Like the seminal Swans album, this column contains an eclectic collection of experimental music recommendations, all of which provide sonic landscapes for the listener to lose themselves within. Expect offerings from the genres of ambient, drone, electroacoustic, free improvisation, post-minimalism and more.
While certainly not the most experimental decade for music to date (that would be now), the 70s spawned some of the most vital microcosms of forward-thinking musical ideas, the reverberations of which have touched on a myriad of modern genres. Krautrock, in particular, evolved from a group of bizarre German bands contorting psychedelic rock in the late 60s into a predominant school of composition for much of the following decade. It’s difficult to imagine a slew of electronic music and rock subgenres existing without the influence of krautrock’s boundaryless approach to songcraft, even if the underlying genre itself has faded from the prominence it once enjoyed.
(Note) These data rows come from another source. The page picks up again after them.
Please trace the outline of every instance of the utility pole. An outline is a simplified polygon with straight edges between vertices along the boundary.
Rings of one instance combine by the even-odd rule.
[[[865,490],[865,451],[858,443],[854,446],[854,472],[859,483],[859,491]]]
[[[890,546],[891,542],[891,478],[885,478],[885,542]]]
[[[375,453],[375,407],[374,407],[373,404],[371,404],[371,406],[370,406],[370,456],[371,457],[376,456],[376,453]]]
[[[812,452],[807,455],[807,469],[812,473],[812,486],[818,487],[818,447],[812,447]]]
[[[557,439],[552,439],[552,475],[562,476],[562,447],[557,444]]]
Still, no genre is ever fully dead, and modern bands like Aluk Todolo, Circle, Föllakzoid and King Gizzard and the Lizard Wizard have either embraced the genre’s framework or used its defining elements of psychedelia, repetition, space and experimentalism to some degree. Like any style of music, quality is always available if you’re willing to look; the Sacred Bones Records roster alone offers two excellent examples of krautrock aesthetics in action, being Föllakzoid and now Vive la Void. With her self-titled solo debut, Moon Duo keyboardist Sanae Yamada has produced a stunning, contemplative combination of krautrock and space rock elements with a progressive electronic foundation, resulting in seven soundscapes defined by immediate appeal and endless furrows to unravel.
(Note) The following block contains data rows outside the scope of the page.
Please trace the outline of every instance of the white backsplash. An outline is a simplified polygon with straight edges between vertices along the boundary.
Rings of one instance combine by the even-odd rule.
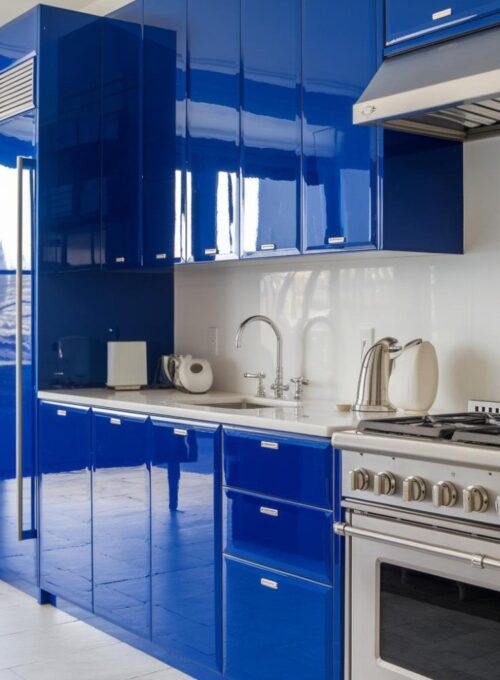
[[[437,408],[500,399],[500,139],[468,143],[464,153],[465,256],[340,254],[179,267],[176,351],[209,358],[217,388],[253,392],[243,372],[263,370],[271,383],[274,336],[256,324],[242,349],[234,339],[243,319],[266,314],[283,333],[285,378],[309,378],[306,397],[351,403],[361,329],[373,327],[376,338],[435,344]],[[218,328],[218,356],[210,328]]]

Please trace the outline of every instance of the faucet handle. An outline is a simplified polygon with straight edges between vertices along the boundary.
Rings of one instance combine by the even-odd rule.
[[[309,385],[309,380],[303,378],[301,375],[297,378],[290,378],[290,382],[295,385],[295,394],[293,398],[295,401],[302,401],[302,396],[304,394],[304,385]]]
[[[258,373],[243,373],[243,377],[258,380],[259,383],[257,385],[257,394],[255,396],[261,398],[266,396],[266,389],[264,387],[264,380],[266,377],[265,373],[262,373],[261,371],[259,371]]]

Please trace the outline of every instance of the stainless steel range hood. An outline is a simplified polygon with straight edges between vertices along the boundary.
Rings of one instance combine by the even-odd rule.
[[[386,59],[353,122],[457,140],[500,134],[500,28]]]

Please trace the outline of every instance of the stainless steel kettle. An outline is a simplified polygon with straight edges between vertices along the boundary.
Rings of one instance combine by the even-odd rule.
[[[356,401],[353,411],[391,412],[396,411],[389,400],[389,378],[394,361],[401,354],[422,342],[421,338],[412,340],[402,347],[396,338],[382,338],[364,356],[358,381]]]

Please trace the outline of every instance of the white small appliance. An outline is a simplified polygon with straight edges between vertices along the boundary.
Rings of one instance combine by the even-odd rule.
[[[148,384],[145,342],[108,342],[108,380],[115,390],[140,390]]]
[[[394,366],[389,381],[389,399],[403,411],[427,412],[436,400],[439,368],[431,342],[411,344]]]
[[[203,394],[212,387],[214,374],[206,359],[196,359],[191,354],[169,354],[161,358],[160,379],[181,392]]]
One of the best aspects of young takes on hallmark genres is the ability for artists to guide established, celebrated sounds along an invigorating new path. Vive la Void is a perfect example of this formula in action. Yamada’s approach to progressive electronic imagines a scenario where Spiritualized and Tangerine Dream were tasked with co-producing a sci-fi thriller directed by John Carpenter. With just modular synth, obscured vocals and bouncing rhythms, Yamada creates expansive soundscapes from relatively simple ingredients. On opener “Matter,” she conjures swirling cosmos with nothing but synth textures, weaving driving pulses with soaring melodies and flittering blips and accents. While the track sets the overarching tone of the album, Yamada hardly stays on the same course from track to track. “Death Money” is the closest we’ll ever hear to Massive Attack playing dance-punk, while “Smoke” immediately shifts the mood to a slick, infectious groove surrounded by funky dissipating melodies. “Devil” and “Atlantis” provide a powerful final one-two punch for the record; “Devil” fleshes out cascading melodies across the album’s longest runtime before fading into “Atlantis,” a tranquil foray into ambient music bookended by bursts of industrial noise. It’s the perfect sendoff for an album defined by an eclectic voice and eyes set on a limitless horizon.
Solo albums are often used as opportunities to explore either adjacent or completely different styles from an artist’s main project, to varying degrees of success. Vive la Void is cut from the same cloth as Moon Duo but sewn with fine, vibrant threads. Yamada has produced a phenomenal debut record, and she clearly has a bright future as a solo artist. Fans or newcomers of the aforementioned genres will find an album bursting at the seams with exciting ideas that prove krautrock’s lasting influence is still informing exceptional modern acts and enhancing ancillary genres. And with the resurgence of retro electronic subgenres, there likely couldn’t have been a better time for Yamada to release such a high-quality ode to the synthesizer as an endless canvas for imaginative compositions.